Step 3: Dispatch Explorer-Critic
After both Explorer agents complete, dispatch the Explorer-Critic with the full combined dataset list.
Task prompt: "You are an Explorer-Critic agent. Research question: [question]. Empirical strategy: [strategy]. Variables needed — Treatment: [X], Outcome: [Y], Controls: [list], Time period: [period], Geography: [geo], Unit: [unit]. Here is the combined dataset list from the Explorer agents: [paste all Explorer findings] Apply the 5-point critique to each dataset: 1. Measurement validity 2. Sample selection 3. External validity 4. Identification compatibility 5. Known issues Produce adjusted feasibility grades and deal-breaker flags. Follow the Explorer-Critic agent instructions."
Step 4: Produce Ranked Output
After the Explorer-Critic completes, compile the final ranked report:
- Sort datasets by adjusted feasibility grade (A first, then B, then C, then D).
- Within each grade, sort by identification compatibility score (highest first).
- Separate out deal-breaker datasets into the rejection table.
Step 5: Save Report
Save to
quality_reports/data_exploration_[sanitized_topic].md:
# Data Exploration: [Topic] **Date:** [YYYY-MM-DD] **Research question:** [one sentence] **Empirical strategy:** [method] **Variables sought:** Treatment = [X], Outcome = [Y], Controls = [list] --- ## Top Candidates (Grade A–B) ### 1. [Dataset Name] — Grade: A/B **Provider:** [Name] | **Access:** [Public/Restricted/etc.] | **URL:** [link] **Coverage:** [time period] | [geography] | [unit of observation] | N ≈ [size] **Key Variables:** - Treatment proxy: [variable] - Outcome: [variable] - Controls available: [list] **Explorer-Critic Assessment:** - Measurement validity: [1-2 sentences] - Sample selection: [1-2 sentences] - External validity: [1-2 sentences] - Identification compatibility: [focused on the proposed strategy] - Known issues: [specific documented problems] **Bottom line:** [1-2 sentences — viable and under what conditions] --- [Repeat for all A and B grade datasets] --- ## Accessible With Effort (Grade C) [Brief summaries — name, access path, main limitation, why C not B] --- ## Rejection Table | Dataset | Reason for Rejection | Deal-breaker? | |---------|---------------------|---------------| | [Name] | [Explorer-Critic finding] | YES/NO | --- ## Recommended Path Forward 1. **Best dataset:** [Name] — [one sentence why] 2. **Fallback if [best] unavailable:** [Name] — [why it's second choice] 3. **Access steps for [best]:** [specific actions needed — download link, application URL, IRB requirements] --- ## Next Steps - **`/data-analysis [dataset]`** — begin analysis with the recommended dataset - **`/lit-review [topic]`** — check if papers in the literature use these datasets (helps validate choice)
Important
- Identification compatibility is the most important criterion.
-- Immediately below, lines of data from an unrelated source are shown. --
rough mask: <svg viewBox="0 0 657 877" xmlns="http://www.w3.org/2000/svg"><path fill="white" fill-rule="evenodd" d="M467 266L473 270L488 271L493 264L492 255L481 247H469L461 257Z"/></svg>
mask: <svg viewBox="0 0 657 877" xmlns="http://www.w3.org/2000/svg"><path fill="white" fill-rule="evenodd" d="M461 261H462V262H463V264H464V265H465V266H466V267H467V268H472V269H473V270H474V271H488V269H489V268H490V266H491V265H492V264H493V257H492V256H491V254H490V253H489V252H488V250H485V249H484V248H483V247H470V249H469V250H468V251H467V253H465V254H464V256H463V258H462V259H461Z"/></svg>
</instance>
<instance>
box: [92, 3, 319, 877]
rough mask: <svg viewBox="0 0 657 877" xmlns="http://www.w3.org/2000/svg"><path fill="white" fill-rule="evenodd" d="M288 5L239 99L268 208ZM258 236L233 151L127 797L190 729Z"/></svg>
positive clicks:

A perfectly accessible dataset that can't support the proposed empirical strategy is useless. The Explorer-Critic's grade on this dimension should drive the recommendation.
- Access level affects timeline. An FSRDC dataset may take 1-2 years to access. A public download can start today. Make this tradeoff explicit.
- Don't reject C-grade datasets outright. A FSRDC dataset with perfect identification fit may be the right choice for a dissertation. Present the access path clearly.